Avant l’élection d’Ardern en 2017, le changement climatique n’était pas un problème clé dans la politique néo-zélandaise.
« Lors des élections de 2017 … il y avait eu beaucoup de controverse parce que le changement climatique n’avait même pas été soulevé comme un problème par le diffuseur d’État, TVNZ, dans aucun des débats électoraux », a déclaré Hayward. « Le Premier ministre de l’époque, Bill English, a déclaré dans une interview que le changement climatique n’était pas un problème auquel les gens se levaient pour penser. »
Depuis lors, Hayward décrit le changement dans la compréhension et l’ambition du public néo-zélandais concernant le changement climatique comme extraordinaire.
Selon un sondage réalisé par le groupe de recherche sur les politiques économiques et publiques Motu en 2015, environ 41 % des personnes interrogées ont convenu que la Nouvelle-Zélande était susceptible d’être affectée négativement par le changement climatique. En 2022, un sondage Ipsos a révélé que 76 % des Néo-Zélandais sont préoccupés par les impacts déjà visibles du changement climatique.
Geoffrey Palmer a convenu qu’il y avait eu des progrès substantiels sous Ardern. Lorsque son gouvernement est entré en fonction, « ils ont hérité d’une loi sur la réponse au changement climatique qui était assez édentée », a-t-il déclaré.
Mais à peine deux ans après le début de son mandat, Ardern a réussi à obtenir un soutien bipartite pour des amendements solides à la politique.
« Le but de la loi est maintenant de fournir un cadre dans lequel la Nouvelle-Zélande peut développer et mettre en œuvre des politiques claires et stables sur le changement climatique qui contribuent à l’effort mondial dans le cadre de l’Accord de Paris », a déclaré Palmer.
Une avancée importante de la législation a été la création de la Commission indépendante sur le changement climatique, qui conseille le gouvernement sur l’atténuation et l’adaptation aux effets du réchauffement climatique et surveille les progrès de ces efforts.
« [The government] travaillé avec beaucoup de succès pour obtenir un accord entre tous les partis, à l’exception du parti ultra-libéral ACT », a déclaré Hayward. « C’était important pour assurer la stabilité des gouvernements et pour que les entreprises puissent planifier leur avenir. »

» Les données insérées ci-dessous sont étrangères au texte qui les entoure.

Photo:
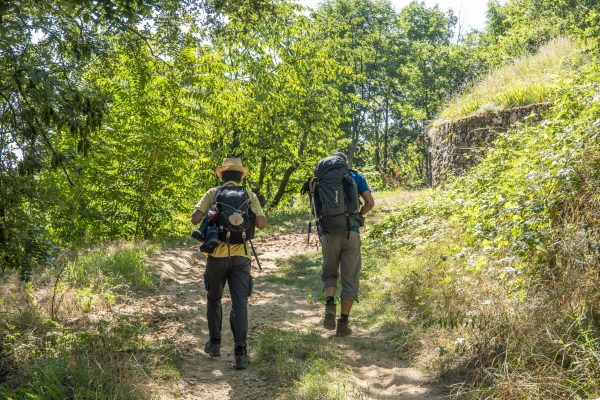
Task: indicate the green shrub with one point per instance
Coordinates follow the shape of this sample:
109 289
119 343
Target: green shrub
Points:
499 269
528 80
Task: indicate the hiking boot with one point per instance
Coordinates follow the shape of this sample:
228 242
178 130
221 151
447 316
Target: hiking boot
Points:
212 349
343 328
241 358
329 320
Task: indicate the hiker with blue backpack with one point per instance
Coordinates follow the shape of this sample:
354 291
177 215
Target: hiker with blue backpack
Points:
335 193
229 214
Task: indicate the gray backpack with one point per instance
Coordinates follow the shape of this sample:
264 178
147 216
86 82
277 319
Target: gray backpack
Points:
335 195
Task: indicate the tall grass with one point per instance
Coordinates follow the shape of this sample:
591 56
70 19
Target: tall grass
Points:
501 287
527 80
114 265
306 365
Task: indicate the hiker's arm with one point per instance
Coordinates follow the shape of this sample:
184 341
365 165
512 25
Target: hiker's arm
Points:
369 202
197 217
261 221
201 209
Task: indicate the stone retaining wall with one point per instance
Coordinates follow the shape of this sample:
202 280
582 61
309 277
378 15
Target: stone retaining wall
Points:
457 146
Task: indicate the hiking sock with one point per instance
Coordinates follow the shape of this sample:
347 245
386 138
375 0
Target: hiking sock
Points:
240 350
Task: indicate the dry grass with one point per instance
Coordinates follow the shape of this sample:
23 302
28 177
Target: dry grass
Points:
527 80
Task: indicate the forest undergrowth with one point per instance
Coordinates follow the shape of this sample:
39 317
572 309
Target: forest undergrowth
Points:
496 274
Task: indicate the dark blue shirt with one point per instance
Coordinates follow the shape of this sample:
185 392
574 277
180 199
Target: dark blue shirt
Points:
361 182
362 186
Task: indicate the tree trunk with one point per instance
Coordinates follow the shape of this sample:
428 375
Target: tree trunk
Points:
386 134
284 181
290 170
261 180
377 155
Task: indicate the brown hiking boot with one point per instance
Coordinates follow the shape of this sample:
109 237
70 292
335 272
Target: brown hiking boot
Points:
212 349
329 320
343 328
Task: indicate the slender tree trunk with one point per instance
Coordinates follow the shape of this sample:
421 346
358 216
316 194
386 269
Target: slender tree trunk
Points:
386 134
258 190
284 182
289 171
377 158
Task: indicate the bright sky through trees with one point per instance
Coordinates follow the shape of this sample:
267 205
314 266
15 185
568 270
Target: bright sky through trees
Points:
471 12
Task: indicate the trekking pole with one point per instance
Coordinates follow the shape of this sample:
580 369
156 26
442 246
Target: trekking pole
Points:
311 194
255 255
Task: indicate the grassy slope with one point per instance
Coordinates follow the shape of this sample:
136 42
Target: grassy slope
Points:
68 356
492 280
527 80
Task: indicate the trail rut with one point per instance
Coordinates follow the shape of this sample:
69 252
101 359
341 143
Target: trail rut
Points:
176 311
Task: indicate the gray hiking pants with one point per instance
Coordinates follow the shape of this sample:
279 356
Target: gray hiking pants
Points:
341 256
236 271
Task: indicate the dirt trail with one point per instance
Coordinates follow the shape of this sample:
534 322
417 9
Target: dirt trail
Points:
176 311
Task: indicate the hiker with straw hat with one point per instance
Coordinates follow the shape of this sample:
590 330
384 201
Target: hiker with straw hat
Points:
235 212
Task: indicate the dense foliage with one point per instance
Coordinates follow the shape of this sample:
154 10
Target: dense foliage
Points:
502 264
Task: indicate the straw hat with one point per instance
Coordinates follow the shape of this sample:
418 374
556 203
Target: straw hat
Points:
232 164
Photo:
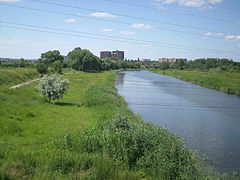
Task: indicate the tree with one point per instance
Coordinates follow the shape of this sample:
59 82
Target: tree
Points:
57 67
21 62
164 65
84 60
42 68
51 56
52 87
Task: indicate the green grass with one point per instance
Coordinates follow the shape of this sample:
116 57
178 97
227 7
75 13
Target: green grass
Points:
224 81
12 76
89 134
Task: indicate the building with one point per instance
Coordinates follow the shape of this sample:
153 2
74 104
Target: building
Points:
146 60
118 55
179 59
174 60
65 58
105 54
163 60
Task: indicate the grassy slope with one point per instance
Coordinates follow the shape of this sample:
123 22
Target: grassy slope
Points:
69 140
12 76
225 81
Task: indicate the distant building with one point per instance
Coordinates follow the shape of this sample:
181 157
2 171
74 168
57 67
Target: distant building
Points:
179 59
163 60
65 58
146 60
105 54
174 60
118 55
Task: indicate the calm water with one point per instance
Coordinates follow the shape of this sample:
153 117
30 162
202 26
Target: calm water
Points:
209 120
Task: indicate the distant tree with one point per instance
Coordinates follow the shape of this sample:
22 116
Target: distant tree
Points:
41 67
21 62
164 65
51 56
57 67
52 87
181 64
84 60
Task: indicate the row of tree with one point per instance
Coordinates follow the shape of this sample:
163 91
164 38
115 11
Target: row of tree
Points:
80 60
83 60
205 65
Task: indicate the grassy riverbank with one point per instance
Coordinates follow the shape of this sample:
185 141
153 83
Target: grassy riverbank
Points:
224 81
89 134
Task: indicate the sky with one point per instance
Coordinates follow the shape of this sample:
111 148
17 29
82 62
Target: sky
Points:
142 28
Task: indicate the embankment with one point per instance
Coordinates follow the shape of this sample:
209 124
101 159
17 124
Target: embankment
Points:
224 81
89 134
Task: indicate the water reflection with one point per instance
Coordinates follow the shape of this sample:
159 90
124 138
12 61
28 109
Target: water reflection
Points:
209 120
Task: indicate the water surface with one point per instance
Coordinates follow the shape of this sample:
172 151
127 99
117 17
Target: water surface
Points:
209 120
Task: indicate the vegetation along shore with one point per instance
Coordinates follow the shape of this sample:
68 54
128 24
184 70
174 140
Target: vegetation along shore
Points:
89 134
224 81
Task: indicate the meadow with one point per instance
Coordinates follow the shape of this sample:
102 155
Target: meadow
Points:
228 82
89 134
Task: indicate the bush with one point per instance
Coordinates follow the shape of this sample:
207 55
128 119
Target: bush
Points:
139 146
52 87
42 68
57 67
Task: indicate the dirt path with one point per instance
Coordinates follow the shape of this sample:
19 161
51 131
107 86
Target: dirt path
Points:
31 81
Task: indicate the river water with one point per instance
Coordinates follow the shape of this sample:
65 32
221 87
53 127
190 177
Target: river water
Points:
209 120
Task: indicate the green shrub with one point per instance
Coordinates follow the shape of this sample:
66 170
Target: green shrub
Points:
139 146
52 87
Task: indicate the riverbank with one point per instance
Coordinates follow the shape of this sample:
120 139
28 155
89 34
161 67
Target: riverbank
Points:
89 134
224 81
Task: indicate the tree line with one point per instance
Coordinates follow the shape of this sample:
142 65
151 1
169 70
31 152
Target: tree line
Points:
83 60
204 65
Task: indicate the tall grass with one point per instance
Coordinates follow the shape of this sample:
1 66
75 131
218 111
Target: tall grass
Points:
10 76
89 134
223 81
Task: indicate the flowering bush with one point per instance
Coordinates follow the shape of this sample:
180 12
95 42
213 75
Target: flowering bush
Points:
52 87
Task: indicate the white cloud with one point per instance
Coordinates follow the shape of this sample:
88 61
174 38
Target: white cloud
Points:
10 0
215 34
141 26
147 45
102 14
188 3
232 37
127 32
70 20
107 30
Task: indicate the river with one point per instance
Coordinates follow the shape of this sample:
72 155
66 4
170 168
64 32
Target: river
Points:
209 120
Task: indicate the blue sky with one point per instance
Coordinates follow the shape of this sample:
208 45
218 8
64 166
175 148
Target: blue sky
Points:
161 29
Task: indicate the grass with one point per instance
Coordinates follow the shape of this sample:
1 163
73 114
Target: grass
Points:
224 81
12 76
89 134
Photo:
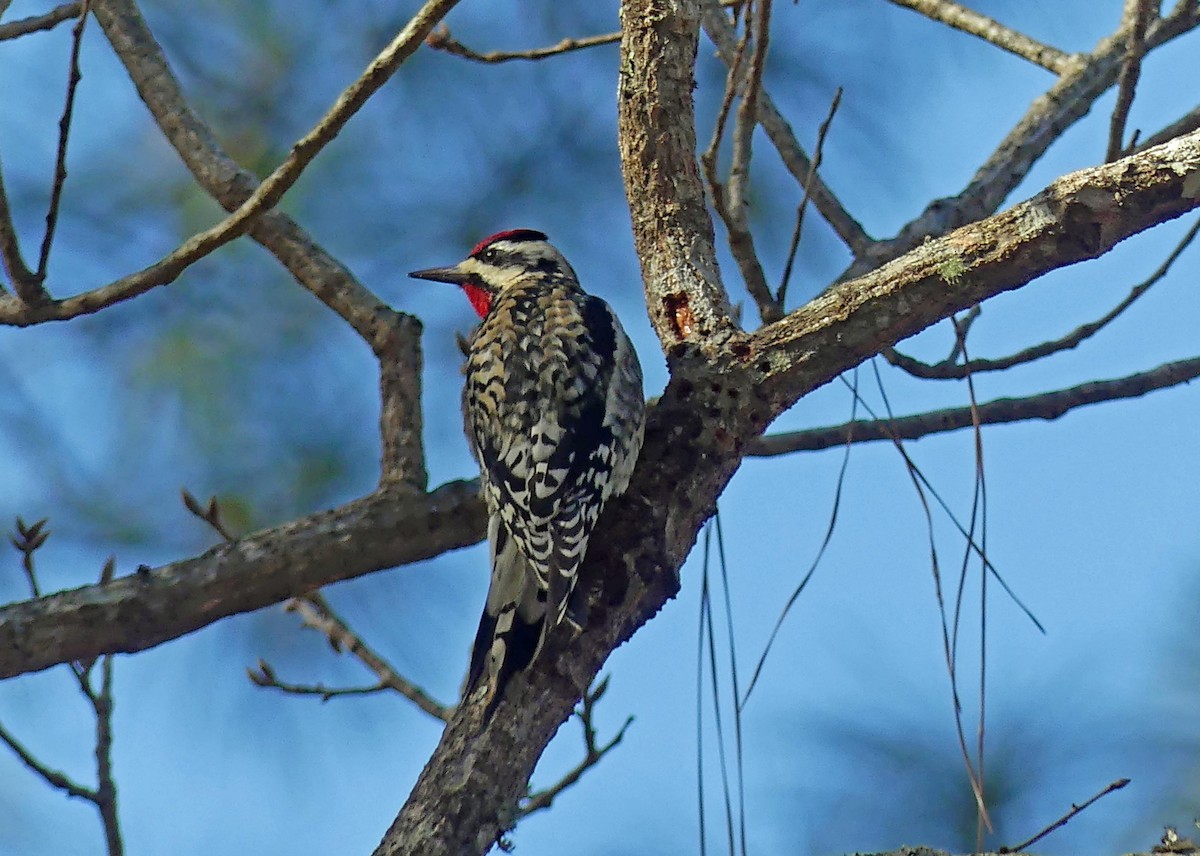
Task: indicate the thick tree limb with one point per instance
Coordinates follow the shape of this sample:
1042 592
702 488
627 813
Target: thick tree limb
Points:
120 17
1050 114
390 527
684 294
1042 406
721 395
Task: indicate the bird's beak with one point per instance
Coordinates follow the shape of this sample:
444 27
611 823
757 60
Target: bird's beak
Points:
451 274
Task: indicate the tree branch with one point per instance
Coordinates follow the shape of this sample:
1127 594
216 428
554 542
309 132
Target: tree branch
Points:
1043 406
1134 22
316 614
779 131
442 40
37 23
991 31
684 294
120 18
951 369
390 527
1050 114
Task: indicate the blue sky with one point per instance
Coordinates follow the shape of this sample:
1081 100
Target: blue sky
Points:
233 382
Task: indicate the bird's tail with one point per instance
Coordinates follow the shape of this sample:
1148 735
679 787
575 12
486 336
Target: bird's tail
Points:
513 626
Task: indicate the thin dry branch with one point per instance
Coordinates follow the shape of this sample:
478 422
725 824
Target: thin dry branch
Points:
23 279
730 197
1047 406
390 527
991 31
779 131
263 197
593 753
1134 21
317 615
1048 117
951 369
39 23
60 157
442 40
1185 124
817 154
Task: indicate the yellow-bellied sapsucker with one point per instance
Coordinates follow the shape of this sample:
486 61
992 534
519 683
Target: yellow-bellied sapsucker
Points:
555 414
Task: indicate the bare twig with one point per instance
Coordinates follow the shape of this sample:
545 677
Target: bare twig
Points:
52 777
1047 406
40 22
1065 819
60 159
993 31
1134 21
264 196
592 753
316 614
719 29
951 369
1185 124
210 513
442 40
27 542
1048 117
103 796
23 279
263 675
729 198
817 153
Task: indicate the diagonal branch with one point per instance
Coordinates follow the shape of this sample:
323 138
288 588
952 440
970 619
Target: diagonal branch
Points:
720 31
1047 406
390 527
442 40
118 15
991 31
1050 114
949 369
1134 21
48 21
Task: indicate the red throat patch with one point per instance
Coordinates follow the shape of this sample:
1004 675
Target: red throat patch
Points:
480 299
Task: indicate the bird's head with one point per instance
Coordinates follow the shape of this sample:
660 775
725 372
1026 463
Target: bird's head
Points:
501 262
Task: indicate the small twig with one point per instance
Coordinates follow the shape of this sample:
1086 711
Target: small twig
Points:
592 754
1047 406
317 615
40 22
60 160
1065 819
723 35
210 513
1135 21
103 796
991 31
22 277
729 199
817 154
52 777
263 198
949 367
442 40
263 675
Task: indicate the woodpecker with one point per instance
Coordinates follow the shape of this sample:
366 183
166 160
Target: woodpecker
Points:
555 413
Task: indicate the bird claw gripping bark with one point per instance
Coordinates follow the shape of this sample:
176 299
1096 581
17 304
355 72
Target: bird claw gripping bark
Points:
555 414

Les prochaines élections générales en Nouvelle-Zélande sont prévues pour le 14 octobre 2023 et aucun changement substantiel n’est prévu dans l’espace climatique dans les mois qui suivent. Le nouveau Premier ministre Chris Hipkins s’est concentré sur les «problèmes de pain et de beurre» auxquels sont confrontés les Néo-Zélandais, tels que la hausse du coût de la vie et l’inflation.
Avec le cadre législatif plus solide en place, on peut espérer que la Nouvelle-Zélande progressera vers ses objectifs de réduction des émissions. Mais sur le front international, avec Hipkins signalant que son objectif est plus proche de chez lui, il est peu probable que la Nouvelle-Zélande continue d’avoir l’influence démesurée sur l’action climatique qu’elle avait sous Ardern, au moins pendant un certain temps.
« Nous n’allons pas voir [Hipkins] à l’ONU pour parler du changement climatique et des moyens de le résoudre », a déclaré Larsson.